The Elijah stories, it should be said, are not only a chronicle of signs and wonders but the representation of a rather arresting character. First we see him in flight, hiding out from Ahab’s wrath. Then he shows himself as the iron-willed spokesman of God, denouncing Ahab to his face as “the troubler of Israel.” After his triumph over the Baal prophets on Mount Carmel, finding himself nevertheless again mortally threatened by Ahab and Jezebel, he flees to the wilderness where he despairs, asking God, “Enough, now, LORD. Take my life, for I am no better than my fathers” (1 Kings 19:4). But the despair is countered by the epiphany vouchsafed him in the wilderness, and he climbs back from his nadir again to confront Ahab after the judicial murder of Naboth contrived by Jezebel—“Have you murdered and also taken hold?” (1 Kings 21:19).
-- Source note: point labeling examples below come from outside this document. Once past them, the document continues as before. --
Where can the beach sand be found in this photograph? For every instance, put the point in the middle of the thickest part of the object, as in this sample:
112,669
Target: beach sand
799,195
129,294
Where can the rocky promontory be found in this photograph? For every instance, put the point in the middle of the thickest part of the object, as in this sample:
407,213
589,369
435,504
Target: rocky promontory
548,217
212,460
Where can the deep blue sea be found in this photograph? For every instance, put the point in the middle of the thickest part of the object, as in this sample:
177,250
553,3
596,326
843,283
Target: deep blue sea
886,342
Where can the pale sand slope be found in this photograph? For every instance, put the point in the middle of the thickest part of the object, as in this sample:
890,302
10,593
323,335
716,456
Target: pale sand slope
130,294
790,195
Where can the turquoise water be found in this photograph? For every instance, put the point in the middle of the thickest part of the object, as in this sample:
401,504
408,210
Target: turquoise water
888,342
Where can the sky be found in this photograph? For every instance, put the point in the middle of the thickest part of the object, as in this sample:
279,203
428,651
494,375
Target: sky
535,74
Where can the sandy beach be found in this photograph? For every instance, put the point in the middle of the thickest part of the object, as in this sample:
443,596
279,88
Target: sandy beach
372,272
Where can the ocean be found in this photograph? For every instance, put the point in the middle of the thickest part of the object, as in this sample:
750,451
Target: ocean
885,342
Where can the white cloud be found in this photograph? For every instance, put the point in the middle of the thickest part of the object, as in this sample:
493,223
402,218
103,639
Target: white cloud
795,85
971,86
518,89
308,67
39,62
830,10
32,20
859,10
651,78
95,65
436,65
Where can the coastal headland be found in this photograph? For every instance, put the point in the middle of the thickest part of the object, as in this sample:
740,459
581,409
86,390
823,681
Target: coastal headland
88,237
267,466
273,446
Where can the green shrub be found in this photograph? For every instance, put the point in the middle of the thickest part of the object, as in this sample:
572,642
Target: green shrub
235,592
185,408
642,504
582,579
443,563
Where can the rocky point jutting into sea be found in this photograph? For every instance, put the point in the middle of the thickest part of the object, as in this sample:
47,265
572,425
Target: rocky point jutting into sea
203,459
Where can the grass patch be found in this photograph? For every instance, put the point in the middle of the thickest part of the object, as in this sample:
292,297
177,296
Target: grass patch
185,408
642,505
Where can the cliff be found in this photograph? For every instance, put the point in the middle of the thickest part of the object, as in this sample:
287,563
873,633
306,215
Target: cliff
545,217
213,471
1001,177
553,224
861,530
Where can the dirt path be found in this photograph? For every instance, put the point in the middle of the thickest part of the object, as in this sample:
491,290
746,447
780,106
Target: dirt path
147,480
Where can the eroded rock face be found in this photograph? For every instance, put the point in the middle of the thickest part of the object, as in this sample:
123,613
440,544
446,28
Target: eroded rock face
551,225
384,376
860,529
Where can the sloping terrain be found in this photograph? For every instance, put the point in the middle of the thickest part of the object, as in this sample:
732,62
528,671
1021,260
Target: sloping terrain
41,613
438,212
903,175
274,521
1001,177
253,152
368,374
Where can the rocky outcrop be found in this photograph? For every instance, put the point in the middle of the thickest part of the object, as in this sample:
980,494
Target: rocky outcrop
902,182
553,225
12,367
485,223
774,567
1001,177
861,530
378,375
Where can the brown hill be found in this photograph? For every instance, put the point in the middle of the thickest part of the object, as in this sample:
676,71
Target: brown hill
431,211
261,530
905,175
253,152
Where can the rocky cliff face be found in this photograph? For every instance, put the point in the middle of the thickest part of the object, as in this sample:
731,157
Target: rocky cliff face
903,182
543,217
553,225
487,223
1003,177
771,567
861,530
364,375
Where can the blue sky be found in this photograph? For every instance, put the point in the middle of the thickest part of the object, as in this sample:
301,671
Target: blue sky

In all this, as in the Samson stories and elsewhere in the Bible, the folktale fondness for wondrous acts is interfused with a subtle narrative art in which dialogue, cunning patterns of repetition, and intimations of the character’s inwardness are impressively deployed. Among all the narratives of monarchs, southern and northern, in the Book of Kings, pride of place is accorded to two characters—King Solomon and Elijah the prophet. Solomon is the embodiment of the regal grandeur of Israel’s divinely elected monarchy, and as such great attention is lavished on his wealth, his grand royal enterprises, and his wisdom. He, like Elijah, will survive in later tradition as a figure both unmatched and revered. At the end of his story, he is seen falling away from his high calling, thus providing a rationale for the dividing of the kingdom and, ultimately, for its destruction. Elijah’s story ends in a fiery ascent, assuring his future standing as the harbinger of the messiah and the folk hero who will come to the wretched of his people in their hour of distress.
The compiler who put Kings together for posterity above all sought to provide an account of the nation’s history and an explanation of why that history took the course it finally did. The artful crafting of narrative was not one of his conscious aims. The deep-seated storytelling impulse, however, that drives so much biblical narrative manifests itself in this book as well, in some degree in the luminous tales about King Solomon and even more in the cycle of stories marked by confrontation, triumph, and dejection about Elijah the Tishbite.